Security vendor Trustwave has been accused of failing to identify security gaps at Target, according to a lawsuit filed by banks for damages suffered from the holiday season data breach.
Plaintiffs Trustmark National Bank and Green Bank N.A. seek class-action status and damages of more than $5 million. Their lawsuit is one of nearly 100 that have been filed by Target customers or banks because of the breach. New York-based Trustmark and Houston-based Green Bank filed their suit March 24 in Chicago's U.S. District Court, naming Trustwave Holdings and Target Corp. as defendants.
The banks acknowledge in their complaint that Chicago-based Trustwave has "performed more Payment Card Industry Data Security Standard certifications than all other companies combined." The PCI standard describes how companies that handle payment card data must protect it against theft.
About 40 million credit and debit card accounts were compromised after hackers made their way into the company's payment data through a security gap attributed to its heating and air-conditioning supplier.
Trustwave declined to comment on the lawsuit. Target did not respond to inquiries regarding the lawsuit and has not spoken publicly about any of the legal actions in the wake of the breach.

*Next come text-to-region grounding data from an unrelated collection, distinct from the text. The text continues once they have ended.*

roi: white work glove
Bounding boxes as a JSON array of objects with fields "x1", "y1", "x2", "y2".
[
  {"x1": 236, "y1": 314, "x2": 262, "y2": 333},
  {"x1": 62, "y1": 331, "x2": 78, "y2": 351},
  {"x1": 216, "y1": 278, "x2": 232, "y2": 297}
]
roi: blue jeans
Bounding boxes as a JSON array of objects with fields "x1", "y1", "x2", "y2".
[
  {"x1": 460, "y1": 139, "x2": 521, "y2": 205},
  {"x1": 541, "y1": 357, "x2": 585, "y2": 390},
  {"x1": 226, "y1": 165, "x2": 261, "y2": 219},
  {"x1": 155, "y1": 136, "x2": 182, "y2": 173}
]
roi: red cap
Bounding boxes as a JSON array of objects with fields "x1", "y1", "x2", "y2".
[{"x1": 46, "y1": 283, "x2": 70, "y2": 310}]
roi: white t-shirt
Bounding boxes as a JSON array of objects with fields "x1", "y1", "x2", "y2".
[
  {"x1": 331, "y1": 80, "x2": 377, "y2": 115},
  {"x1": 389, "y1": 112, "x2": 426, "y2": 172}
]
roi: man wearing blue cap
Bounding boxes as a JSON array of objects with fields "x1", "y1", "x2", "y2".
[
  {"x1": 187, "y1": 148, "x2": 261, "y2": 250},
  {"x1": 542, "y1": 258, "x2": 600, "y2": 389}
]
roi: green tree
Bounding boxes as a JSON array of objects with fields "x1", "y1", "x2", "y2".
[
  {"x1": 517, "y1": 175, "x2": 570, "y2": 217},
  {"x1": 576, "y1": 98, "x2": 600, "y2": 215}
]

The banks claim Target was likely out of compliance with the PCI standard because the hack went unnoticed for 18 days, according to media reports. In previous data breaches, companies such as Heartland Payment Systems were found to be out of compliance with the PCI standard even though they had passed assessments prior to being hacked.
The complaint cites Trustwave's background and advertising itself as having "deep expertise in PCI compliance," but claims, based on "information and belief," that Trustwave told Target on Sept. 20, 2013 that its computer systems had no vulnerabilities.
Citing a New York Times report, the banks say that Target kept card data on its servers for six full days before hackers transmitted it to a separate webserver outside of Target's network.
The complaint alleges the vulnerabilities in the Target system were "either undetected or ignored by Trustwave," allowing hackers access to millions of card account and personal records.
The suit estimates that the banks will spend about $172 million reissuing credit and debit cards. Their total losses, including fraudulent charges, could hit $18 billion, according to the lawsuit.